El cautiverio en Roma

Jerusalén cayó ante las armas romanas en agosto del año 70 d.C., luego de un largo y terrible sitio conducido por Tito, el hijo del emperador Vespasiano y él mismo más tarde emperador. Ejércitos de prisioneros fueron tomados en esta guerra, cuya cantidad se estimó en 97,000, siendo substancialmente todo lo que quedaba de la nación en Palestina. La severidad del trato dado a estos infortunados nos dice de la exasperación causada por la tenaz defensa de Jerusalén. Los débiles y enfermos prisioneros fueron asesinados inmediatamente.
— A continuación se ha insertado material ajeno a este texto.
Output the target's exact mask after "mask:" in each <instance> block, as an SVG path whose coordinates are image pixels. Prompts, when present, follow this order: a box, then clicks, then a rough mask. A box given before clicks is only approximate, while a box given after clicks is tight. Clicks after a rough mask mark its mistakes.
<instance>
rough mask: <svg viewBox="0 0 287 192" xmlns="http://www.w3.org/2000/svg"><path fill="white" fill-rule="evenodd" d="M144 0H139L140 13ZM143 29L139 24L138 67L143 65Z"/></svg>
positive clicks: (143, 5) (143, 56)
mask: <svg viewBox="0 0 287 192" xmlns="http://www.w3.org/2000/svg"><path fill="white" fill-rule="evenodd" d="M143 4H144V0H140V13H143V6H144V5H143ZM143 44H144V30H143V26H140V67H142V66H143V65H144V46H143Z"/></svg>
El resto del concurso fueron reunidos en el Patio de los Gentiles del arruinado Templo y repartidos en varias categorías. Todos aquellos reconocidos o informados como activos en la rebelión fueron puestos aparte para la masacre, excepto setecientos jóvenes de agradable presencia, que se reservaron para adornar el triunfo en Roma. El resto de los cautivos fue dividido en los mayores o menores de diecisiete años. De los primeros, parte fueron encadenados y enviados a trabajos forzados en las minas de Egipto; otros, incluyendo miles de mujeres, fueron dispersados entre las ciudades romanas para ser víctimas de los inhumanos juegos públicos. Los menores de diecisiete años fueron vendidos como esclavos. Los líderes de la rebelión, Juan de Gishkhala y Simón de Gerasa, fueron llevados cautivos a Roma para estar presente en el triunfo de Tito, Juan fue luego condenado a muerte.